Levosimendan for Hemodynamic Support after Cardiac Surgery.[Pubmed:28320259]
N Engl J Med. 2017 May 25;376(21):2021-2031.
BACKGROUND: Acute left ventricular dysfunction is a major complication of cardiac surgery and is associated with increased mortality. Meta-analyses of small trials suggest that Levosimendan may result in a higher rate of survival among patients undergoing cardiac surgery. METHODS: We conducted a multicenter, randomized, double-blind, placebo-controlled trial involving patients in whom perioperative hemodynamic support was indicated after cardiac surgery, according to prespecified criteria. Patients were randomly assigned to receive Levosimendan (in a continuous infusion at a dose of 0.025 to 0.2 mug per kilogram of body weight per minute) or placebo, for up to 48 hours or until discharge from the intensive care unit (ICU), in addition to standard care. The primary outcome was 30-day mortality. RESULTS: The trial was stopped for futility after 506 patients were enrolled. A total of 248 patients were assigned to receive Levosimendan and 258 to receive placebo. There was no significant difference in 30-day mortality between the Levosimendan group and the placebo group (32 patients [12.9%] and 33 patients [12.8%], respectively; absolute risk difference, 0.1 percentage points; 95% confidence interval [CI], -5.7 to 5.9; P=0.97).
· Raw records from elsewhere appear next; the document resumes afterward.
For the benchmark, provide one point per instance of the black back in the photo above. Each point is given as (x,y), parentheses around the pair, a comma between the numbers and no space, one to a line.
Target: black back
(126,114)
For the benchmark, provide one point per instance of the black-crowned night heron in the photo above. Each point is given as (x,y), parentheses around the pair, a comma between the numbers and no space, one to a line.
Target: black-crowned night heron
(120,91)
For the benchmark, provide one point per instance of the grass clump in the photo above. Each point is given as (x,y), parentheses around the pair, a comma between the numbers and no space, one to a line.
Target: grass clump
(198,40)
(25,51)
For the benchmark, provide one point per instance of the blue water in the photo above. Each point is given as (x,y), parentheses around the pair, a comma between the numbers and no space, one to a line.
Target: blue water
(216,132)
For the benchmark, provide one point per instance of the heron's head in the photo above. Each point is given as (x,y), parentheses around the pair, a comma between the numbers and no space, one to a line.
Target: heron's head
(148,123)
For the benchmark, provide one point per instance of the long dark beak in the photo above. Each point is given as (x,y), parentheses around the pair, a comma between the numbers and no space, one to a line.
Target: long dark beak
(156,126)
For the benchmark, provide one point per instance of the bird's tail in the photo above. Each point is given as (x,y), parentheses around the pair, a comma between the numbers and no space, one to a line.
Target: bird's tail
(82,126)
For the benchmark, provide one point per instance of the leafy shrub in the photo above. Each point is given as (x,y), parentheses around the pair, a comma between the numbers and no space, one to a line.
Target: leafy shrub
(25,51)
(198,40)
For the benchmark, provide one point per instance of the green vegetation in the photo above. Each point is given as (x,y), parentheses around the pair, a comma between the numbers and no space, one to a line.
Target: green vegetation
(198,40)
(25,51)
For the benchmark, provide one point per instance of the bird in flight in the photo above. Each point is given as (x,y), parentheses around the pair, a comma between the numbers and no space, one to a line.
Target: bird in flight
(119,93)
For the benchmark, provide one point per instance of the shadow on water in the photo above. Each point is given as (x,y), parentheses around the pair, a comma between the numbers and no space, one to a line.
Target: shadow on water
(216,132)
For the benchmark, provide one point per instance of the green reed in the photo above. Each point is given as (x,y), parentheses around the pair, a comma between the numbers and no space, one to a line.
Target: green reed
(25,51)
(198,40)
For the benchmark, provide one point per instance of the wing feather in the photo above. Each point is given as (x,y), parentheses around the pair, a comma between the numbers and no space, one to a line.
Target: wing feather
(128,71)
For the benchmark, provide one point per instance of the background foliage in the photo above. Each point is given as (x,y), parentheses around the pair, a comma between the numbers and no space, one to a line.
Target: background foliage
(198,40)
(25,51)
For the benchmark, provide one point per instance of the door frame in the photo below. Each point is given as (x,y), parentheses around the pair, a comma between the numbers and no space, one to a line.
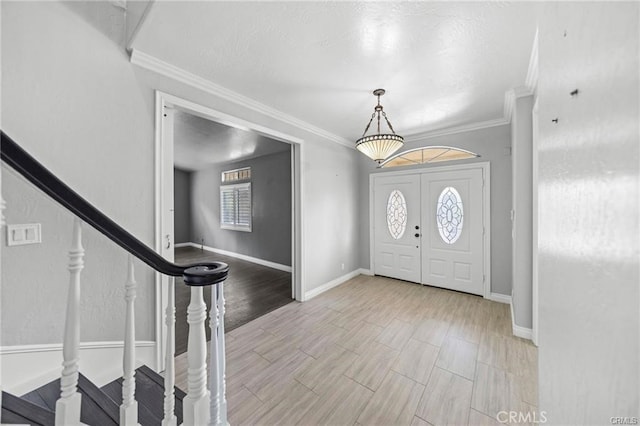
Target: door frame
(485,166)
(164,152)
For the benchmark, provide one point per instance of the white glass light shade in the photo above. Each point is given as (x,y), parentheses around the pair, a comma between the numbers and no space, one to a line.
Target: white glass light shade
(379,147)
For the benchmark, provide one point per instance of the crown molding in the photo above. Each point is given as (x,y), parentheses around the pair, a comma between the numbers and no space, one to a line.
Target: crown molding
(532,72)
(510,100)
(457,129)
(154,64)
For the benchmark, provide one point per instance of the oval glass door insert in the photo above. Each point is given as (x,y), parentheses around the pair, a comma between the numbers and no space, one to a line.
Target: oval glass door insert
(449,215)
(396,214)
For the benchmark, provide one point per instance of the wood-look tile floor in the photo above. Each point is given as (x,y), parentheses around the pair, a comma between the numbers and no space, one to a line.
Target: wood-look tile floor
(251,290)
(377,351)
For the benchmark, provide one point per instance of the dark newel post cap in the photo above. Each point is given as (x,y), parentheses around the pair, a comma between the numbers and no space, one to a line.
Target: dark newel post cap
(206,274)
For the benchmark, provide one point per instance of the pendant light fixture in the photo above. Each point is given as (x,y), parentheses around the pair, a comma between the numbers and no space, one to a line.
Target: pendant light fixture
(380,145)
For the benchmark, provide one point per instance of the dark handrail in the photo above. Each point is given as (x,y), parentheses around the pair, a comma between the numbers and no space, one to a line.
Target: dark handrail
(23,163)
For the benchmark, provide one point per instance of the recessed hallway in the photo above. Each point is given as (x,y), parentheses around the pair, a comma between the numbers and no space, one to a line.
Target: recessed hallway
(378,351)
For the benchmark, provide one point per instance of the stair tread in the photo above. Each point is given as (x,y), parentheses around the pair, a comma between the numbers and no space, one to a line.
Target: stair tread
(16,410)
(97,408)
(149,392)
(100,406)
(145,416)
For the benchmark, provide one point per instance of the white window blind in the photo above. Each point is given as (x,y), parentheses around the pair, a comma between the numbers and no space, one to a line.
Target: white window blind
(235,207)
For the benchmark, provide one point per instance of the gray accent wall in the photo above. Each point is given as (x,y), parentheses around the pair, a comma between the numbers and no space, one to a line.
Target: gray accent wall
(182,205)
(270,236)
(493,144)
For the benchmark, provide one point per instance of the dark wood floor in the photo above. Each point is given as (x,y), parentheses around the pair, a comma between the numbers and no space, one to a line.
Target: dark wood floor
(251,290)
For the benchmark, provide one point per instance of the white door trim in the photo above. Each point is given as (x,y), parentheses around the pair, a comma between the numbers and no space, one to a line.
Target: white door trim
(162,149)
(486,192)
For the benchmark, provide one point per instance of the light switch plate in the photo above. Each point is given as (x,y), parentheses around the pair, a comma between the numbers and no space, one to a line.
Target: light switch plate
(28,233)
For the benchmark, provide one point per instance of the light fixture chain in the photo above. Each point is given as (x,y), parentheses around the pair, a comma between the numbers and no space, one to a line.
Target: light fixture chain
(368,125)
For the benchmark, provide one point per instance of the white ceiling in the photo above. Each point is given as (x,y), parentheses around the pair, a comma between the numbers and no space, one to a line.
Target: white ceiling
(199,143)
(443,64)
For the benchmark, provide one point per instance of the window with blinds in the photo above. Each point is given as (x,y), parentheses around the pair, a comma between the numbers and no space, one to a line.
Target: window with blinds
(235,207)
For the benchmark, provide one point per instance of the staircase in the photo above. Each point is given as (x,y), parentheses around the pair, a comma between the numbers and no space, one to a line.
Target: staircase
(139,397)
(100,406)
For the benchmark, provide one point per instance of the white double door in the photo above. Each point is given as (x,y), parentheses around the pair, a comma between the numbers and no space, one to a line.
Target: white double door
(429,228)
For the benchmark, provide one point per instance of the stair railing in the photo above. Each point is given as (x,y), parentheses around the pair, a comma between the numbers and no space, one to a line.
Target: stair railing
(201,406)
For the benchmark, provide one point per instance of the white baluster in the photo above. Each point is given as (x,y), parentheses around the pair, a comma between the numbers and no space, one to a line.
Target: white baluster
(196,403)
(169,372)
(68,406)
(129,407)
(215,374)
(3,205)
(218,347)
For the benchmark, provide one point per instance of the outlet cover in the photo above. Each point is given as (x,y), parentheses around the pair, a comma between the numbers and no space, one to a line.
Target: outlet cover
(28,233)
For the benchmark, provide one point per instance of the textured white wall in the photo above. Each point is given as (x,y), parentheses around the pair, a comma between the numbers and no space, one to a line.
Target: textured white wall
(70,98)
(522,192)
(493,145)
(589,331)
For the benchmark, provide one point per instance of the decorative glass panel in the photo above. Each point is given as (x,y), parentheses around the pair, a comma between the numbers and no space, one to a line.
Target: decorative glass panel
(396,214)
(449,215)
(427,154)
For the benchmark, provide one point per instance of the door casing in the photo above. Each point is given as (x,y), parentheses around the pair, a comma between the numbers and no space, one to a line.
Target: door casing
(486,194)
(164,192)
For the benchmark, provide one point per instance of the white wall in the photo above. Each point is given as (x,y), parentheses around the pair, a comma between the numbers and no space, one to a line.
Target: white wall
(70,98)
(589,250)
(522,201)
(493,145)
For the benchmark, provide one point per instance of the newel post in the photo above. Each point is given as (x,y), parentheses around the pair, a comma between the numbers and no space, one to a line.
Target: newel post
(217,362)
(169,372)
(68,406)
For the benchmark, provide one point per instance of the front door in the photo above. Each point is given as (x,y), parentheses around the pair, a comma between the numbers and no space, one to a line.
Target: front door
(428,228)
(396,203)
(452,213)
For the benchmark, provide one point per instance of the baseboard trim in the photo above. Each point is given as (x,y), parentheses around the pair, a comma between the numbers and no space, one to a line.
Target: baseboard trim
(523,332)
(500,298)
(331,284)
(27,367)
(240,256)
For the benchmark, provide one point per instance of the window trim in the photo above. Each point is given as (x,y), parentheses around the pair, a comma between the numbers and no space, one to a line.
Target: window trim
(236,226)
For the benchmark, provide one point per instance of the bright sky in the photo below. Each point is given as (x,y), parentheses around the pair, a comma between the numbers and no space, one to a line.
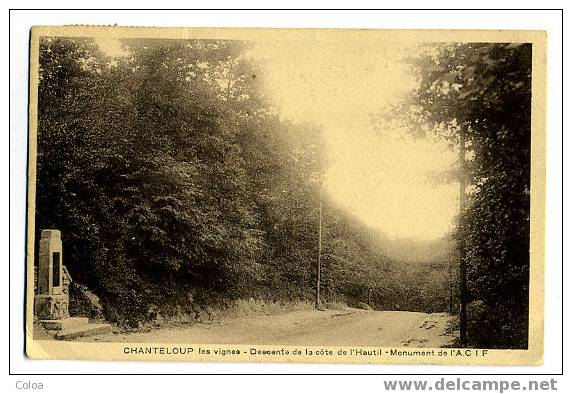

There were no significant differences between the Levosimendan group and the placebo group in the durations of mechanical ventilation (median, 19 hours and 21 hours, respectively; median difference, -2 hours; 95% CI, -5 to 1; P=0.48), ICU stay (median, 72 hours and 84 hours, respectively; median difference, -12 hours; 95% CI, -21 to 2; P=0.09), and hospital stay (median, 14 days and 14 days, respectively; median difference, 0 days; 95% CI, -1 to 2; P=0.39). There was no significant difference between the Levosimendan group and the placebo group in rates of hypotension or cardiac arrhythmias. CONCLUSIONS: In patients who required perioperative hemodynamic support after cardiac surgery, low-dose Levosimendan in addition to standard care did not result in lower 30-day mortality than placebo. (Funded by the Italian Ministry of Health; CHEETAH ClinicalTrials.gov number, NCT00994825 .).